Meses después me telefoneó Alfonso Barra, el mejor corresponsal que ha tenido ABC en Londres, y me dijo:

-Me ha llamado Nicholas Gordon para comunicarme que la princesa de Gales está muy agradecida a tu actitud con ella y quiere invitarte a una cena aquí en Londres. Me encarga que haga discretamente una gestión contigo para tener la seguridad, antes de la invitación formal, de que no la vas a rechazar.

Naturalmente que el agradecimiento se debía a las portadas de ABC y a los comentarios y editoriales. Mi vanidad no llegaba a tanto como para creerme que me invitaba por mí.

La cena fue en el hotel Claridges. Había convocado a siete u ocho personas para articular una operación de ayuda a niños desvalidos. Tuve ocasión de comprobar la autoridad con que hablaba y decidía y su lucidez en el análisis de la situación. Tenía una solución para cada problema que le planteaban y eso la diferenciaba de la mayor parte de los políticos que tienen un problema para cada solución. Quedé impresionado por la inteligencia de la princesa Diana y agradecido para toda la vida por las palabras que me dedicó. Me pareció que la princesa era más buena incluso que inteligente y más inteligente que guapa.
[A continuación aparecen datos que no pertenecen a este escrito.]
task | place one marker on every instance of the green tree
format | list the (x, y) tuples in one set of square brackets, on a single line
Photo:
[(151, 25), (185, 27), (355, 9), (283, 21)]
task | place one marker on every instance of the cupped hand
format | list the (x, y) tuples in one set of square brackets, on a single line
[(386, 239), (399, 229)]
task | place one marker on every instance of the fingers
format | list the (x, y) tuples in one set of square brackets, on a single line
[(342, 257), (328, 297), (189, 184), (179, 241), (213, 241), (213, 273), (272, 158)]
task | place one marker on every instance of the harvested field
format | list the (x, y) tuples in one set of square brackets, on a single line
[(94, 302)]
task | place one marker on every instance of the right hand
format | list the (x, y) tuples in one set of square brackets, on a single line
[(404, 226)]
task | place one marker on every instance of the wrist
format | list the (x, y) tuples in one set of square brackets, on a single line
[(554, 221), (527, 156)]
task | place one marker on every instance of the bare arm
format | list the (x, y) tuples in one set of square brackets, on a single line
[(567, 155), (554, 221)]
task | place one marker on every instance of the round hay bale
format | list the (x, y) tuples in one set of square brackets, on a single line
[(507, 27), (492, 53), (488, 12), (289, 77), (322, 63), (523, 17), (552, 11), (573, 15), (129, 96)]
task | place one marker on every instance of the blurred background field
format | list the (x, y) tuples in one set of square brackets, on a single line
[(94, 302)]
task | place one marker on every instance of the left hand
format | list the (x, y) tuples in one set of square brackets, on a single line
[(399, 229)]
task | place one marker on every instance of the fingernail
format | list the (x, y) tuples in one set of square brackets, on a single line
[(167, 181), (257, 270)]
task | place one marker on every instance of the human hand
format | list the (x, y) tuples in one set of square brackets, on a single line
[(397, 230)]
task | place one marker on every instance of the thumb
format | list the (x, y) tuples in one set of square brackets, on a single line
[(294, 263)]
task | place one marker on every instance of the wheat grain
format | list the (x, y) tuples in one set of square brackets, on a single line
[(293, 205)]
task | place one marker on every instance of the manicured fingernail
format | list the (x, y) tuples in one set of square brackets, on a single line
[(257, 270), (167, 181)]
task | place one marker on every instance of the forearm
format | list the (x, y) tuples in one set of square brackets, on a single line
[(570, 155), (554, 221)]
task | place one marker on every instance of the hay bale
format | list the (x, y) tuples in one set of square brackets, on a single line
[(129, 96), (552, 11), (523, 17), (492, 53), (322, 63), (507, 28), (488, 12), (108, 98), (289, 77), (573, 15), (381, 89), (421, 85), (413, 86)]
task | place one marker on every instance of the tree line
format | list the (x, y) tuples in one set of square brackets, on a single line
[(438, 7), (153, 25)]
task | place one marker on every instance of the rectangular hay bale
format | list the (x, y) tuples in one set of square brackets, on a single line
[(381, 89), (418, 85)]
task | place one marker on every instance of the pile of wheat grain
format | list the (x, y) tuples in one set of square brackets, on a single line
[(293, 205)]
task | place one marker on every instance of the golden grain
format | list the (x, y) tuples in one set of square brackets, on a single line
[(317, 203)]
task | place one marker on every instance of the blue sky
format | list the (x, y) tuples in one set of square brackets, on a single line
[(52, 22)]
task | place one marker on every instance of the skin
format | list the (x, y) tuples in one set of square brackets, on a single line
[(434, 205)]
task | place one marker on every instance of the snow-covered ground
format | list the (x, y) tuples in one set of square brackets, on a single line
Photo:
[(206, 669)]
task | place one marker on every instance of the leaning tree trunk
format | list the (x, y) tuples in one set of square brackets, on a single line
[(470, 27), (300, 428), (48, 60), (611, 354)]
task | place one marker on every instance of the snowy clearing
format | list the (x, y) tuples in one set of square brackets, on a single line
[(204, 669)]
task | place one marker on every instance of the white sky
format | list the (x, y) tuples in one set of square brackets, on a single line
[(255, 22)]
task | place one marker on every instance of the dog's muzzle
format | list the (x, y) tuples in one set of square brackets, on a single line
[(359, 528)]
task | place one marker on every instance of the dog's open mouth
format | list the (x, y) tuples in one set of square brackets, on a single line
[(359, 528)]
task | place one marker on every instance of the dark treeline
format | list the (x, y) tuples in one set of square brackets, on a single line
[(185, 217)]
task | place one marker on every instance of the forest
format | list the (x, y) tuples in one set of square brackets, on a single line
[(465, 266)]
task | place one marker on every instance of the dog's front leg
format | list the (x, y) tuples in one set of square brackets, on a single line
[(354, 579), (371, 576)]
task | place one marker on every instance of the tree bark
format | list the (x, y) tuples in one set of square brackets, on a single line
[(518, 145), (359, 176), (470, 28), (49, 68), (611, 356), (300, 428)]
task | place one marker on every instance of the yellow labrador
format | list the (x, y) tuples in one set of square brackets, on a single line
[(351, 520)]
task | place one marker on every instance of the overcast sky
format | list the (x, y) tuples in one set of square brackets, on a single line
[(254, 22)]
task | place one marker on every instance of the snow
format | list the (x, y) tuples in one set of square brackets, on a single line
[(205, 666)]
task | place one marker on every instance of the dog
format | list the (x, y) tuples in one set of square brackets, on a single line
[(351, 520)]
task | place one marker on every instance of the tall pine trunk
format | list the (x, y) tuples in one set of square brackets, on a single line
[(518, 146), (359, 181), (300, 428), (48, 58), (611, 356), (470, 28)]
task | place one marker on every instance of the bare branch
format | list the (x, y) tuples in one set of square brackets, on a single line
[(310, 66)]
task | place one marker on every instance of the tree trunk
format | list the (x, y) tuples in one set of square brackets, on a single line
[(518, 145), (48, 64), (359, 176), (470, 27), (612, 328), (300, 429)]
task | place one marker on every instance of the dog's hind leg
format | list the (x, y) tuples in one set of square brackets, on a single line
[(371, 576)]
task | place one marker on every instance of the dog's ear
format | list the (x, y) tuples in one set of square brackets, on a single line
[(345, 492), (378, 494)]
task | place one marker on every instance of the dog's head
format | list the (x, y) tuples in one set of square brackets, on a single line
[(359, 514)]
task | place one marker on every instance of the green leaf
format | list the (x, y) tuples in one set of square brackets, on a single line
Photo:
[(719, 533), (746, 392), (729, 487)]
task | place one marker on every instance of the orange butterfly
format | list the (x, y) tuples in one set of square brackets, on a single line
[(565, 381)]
La vida profesional me ha llevado a conocer a las mujeres más bellas de los últimos sesenta años, desde Brigitte Bardot a Ava Gardner, que me parecía idéntica a la Nefertti del busto que se conserva en Berlín; desde GraceKelly a la atractiva Jacqueline Kennedy; desde Carmen Sevilla a Silvana Mangano, la más interesante de las actrices italianas. Ninguna superaba en belleza a la princesa de Gales, que tenía la cara llena de ojos azules y una mirada que a todos cautivaba, con el añadido de un encanto personal muy difícil de describir. Todo ello, al margen de su actividad contra las minas personales y de su devociónpor Teresa de Calcuta y los niños desfavorecidos. Y de su dimensión en la Monarquía británica, que Mayte Alcaraz ha condensado hoy en un artículo espléndido.

Al cumplirse el vigésimo aniversario de su desgraciada muerte, que no fue un asesinato sino un accidente, escribo estas palabas rendidas ante una mujer excepcional que cautivó a lo mejor de Inglaterra y también a lo mejor del mundo.